For this reason, it’s always nice to check in with the Christian indie film world and see what people are up to. One of those people is Shawn Justice, the director of the film “The Reconciler,” which I had a chance to view recently. The IMDB summary describes the film as a thriller with the following plot: “An intriguing stranger tries to bring friends and family members who have been torn apart, together again. As he tries to get others to reconcile their differences, his motives still remain a mystery.”
What makes this film unique and intriguing, to me at least, is its subtle flirtation with the techniques of a horror plot–the kind that involves kidnapping and unknown masterminds and that nagging feeling that something bad might happen, and even if nothing too crazy happens, you still can’t shake the creepiness of the person behind all of it. It’s one of those situations in which the absence of a character–a character only described by other characters–kickstarts the imagination, and it makes the character loom larger in your mind as the story develops.
To be clear, this is a clean faith-based film that is family friendly. This is not a horror movie. But it borrows just ever so slightly from the tension that those kind of stories create in their expositions. It uses the tension to pull us deeper into stories of reconciliation. In the cultural havoc that America finds itself in today, we need as many of these stories of reconciliation as possible, and “The Reconciler” packs several such tales into its unique storyline.
(And, as a tangent, I won’t say whether or not the mastermind behind the kidnappings is evil–don’t want to give any spoilers away–but he’s definitely not sane. The crime of kidnapping automatically warrants a life sentence in the court of law–at least it does in California. So the character at the center of this movie is, in my opinion, at least a little bit unhinged. The uncertainty about his sanity is what gives the movie its primary tension.)

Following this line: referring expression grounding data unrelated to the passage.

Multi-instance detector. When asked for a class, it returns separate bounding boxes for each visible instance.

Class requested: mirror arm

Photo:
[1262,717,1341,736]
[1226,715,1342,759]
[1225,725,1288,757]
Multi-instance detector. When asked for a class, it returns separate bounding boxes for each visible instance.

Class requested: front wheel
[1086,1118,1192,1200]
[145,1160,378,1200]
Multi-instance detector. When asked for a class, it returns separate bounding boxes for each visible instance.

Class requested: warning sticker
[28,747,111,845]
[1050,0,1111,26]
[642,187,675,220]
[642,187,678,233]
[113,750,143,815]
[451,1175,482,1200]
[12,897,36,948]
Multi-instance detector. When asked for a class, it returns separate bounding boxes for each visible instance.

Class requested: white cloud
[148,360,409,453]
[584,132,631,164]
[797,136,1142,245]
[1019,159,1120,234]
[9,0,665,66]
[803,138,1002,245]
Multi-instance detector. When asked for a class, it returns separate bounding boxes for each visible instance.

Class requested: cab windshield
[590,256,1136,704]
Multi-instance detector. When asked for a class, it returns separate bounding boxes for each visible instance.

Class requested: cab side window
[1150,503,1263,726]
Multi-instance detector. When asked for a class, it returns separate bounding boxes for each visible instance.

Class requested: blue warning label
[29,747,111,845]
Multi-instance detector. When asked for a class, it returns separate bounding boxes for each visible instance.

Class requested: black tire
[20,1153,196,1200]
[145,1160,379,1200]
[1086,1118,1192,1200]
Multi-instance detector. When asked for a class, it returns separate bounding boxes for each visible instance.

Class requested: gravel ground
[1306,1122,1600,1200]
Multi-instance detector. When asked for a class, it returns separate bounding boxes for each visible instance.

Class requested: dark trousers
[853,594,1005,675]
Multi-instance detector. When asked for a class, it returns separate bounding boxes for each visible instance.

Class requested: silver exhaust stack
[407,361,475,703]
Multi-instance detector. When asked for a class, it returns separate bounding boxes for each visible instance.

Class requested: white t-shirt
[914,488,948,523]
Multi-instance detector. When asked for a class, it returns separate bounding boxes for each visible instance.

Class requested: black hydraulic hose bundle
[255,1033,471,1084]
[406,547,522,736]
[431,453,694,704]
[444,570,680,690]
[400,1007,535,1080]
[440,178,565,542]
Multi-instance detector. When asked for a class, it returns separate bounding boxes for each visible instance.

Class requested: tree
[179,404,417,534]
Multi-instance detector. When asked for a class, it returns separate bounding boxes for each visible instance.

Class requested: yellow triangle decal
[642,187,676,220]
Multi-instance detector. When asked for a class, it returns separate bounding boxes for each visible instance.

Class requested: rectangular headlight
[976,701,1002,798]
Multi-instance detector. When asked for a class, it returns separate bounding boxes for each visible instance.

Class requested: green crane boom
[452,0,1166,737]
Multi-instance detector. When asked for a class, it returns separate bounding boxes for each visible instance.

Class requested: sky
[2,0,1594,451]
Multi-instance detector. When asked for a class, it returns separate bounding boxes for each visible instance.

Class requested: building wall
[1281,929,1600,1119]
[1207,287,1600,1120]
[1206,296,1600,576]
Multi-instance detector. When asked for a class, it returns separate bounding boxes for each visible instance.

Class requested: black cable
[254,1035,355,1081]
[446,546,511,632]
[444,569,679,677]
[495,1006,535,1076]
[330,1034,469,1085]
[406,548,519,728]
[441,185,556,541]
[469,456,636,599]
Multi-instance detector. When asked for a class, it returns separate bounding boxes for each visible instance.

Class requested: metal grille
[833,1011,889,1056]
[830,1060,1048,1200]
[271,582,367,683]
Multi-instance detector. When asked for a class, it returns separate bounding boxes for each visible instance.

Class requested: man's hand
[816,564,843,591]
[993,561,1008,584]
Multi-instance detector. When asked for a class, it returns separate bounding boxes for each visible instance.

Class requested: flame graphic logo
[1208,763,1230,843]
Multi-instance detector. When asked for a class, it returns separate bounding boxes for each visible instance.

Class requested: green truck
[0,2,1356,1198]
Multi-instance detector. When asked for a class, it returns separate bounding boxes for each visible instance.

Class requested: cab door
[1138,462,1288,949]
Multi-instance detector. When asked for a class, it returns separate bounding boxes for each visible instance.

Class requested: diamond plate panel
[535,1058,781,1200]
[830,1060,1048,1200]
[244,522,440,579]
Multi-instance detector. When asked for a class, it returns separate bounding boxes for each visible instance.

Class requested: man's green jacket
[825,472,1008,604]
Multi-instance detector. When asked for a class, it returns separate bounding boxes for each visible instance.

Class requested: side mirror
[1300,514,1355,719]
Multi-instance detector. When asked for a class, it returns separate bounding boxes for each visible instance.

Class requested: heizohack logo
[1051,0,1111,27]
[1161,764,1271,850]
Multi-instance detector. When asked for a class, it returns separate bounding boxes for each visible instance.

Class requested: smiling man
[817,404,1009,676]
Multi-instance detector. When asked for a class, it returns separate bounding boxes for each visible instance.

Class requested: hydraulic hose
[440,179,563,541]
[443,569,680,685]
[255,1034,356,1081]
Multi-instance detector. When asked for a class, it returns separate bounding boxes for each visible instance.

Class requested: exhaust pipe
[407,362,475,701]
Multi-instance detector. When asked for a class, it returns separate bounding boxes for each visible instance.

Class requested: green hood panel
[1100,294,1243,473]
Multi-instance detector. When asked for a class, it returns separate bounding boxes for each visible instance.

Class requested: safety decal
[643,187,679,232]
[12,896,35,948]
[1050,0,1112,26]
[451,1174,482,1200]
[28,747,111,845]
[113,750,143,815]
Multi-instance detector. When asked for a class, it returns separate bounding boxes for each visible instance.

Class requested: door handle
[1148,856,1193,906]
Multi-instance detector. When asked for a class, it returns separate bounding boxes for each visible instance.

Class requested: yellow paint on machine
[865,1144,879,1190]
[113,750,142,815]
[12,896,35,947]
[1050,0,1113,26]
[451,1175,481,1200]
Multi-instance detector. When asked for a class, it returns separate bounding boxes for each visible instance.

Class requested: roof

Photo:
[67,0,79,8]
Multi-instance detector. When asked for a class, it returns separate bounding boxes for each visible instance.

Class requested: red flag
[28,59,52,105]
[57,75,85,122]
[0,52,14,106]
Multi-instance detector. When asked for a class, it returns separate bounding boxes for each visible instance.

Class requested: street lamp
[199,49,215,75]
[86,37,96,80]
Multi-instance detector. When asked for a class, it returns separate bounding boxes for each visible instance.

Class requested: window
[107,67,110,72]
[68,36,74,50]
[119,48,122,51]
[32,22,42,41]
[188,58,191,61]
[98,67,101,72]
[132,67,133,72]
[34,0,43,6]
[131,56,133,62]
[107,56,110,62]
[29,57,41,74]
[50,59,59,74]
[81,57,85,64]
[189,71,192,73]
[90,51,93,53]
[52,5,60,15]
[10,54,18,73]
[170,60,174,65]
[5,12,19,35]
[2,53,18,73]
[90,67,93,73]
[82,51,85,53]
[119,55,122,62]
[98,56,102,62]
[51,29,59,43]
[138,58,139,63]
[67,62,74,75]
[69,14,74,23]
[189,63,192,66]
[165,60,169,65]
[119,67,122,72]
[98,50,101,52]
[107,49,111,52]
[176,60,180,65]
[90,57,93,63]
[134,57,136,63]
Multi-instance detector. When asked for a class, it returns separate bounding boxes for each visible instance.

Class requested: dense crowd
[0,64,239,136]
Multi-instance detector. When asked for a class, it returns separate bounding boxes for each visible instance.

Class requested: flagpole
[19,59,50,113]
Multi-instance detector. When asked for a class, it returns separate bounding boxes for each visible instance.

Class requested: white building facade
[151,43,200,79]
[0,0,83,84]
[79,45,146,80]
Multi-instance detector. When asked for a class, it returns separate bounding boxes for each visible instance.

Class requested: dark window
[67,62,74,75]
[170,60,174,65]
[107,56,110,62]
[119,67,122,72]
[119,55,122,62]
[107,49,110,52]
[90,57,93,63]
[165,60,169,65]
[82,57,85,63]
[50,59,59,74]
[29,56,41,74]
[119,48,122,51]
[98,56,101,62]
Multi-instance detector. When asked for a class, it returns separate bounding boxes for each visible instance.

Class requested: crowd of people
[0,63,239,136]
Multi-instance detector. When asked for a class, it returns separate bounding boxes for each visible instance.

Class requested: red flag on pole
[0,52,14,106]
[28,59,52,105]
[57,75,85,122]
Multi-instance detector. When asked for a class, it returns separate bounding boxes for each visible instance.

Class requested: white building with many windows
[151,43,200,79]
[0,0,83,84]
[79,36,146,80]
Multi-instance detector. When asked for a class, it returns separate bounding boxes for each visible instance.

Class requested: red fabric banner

I was especially impressed with the scenes with the late (great) Roddy Piper and Sherry Morris. (Roddy Piper passed away in 2015, sadly.) Piper makes a fantastic news boss (I could easily imagine him as a hard-nosed news editor in some mainstream studio film), and I enjoyed Morris’s storyline and performance and the way they wrote her conversations with others about faith. It was a compelling way to bring in-depth topics of faith, truth, and philosophy to light. Most movies just barely glance off those topics, even when they do address them. But the interview format in Morris’s scenes gives the movie the ability to speak more deeply about topics that our culture too often neglects.
And that’s always refreshing to see in a film.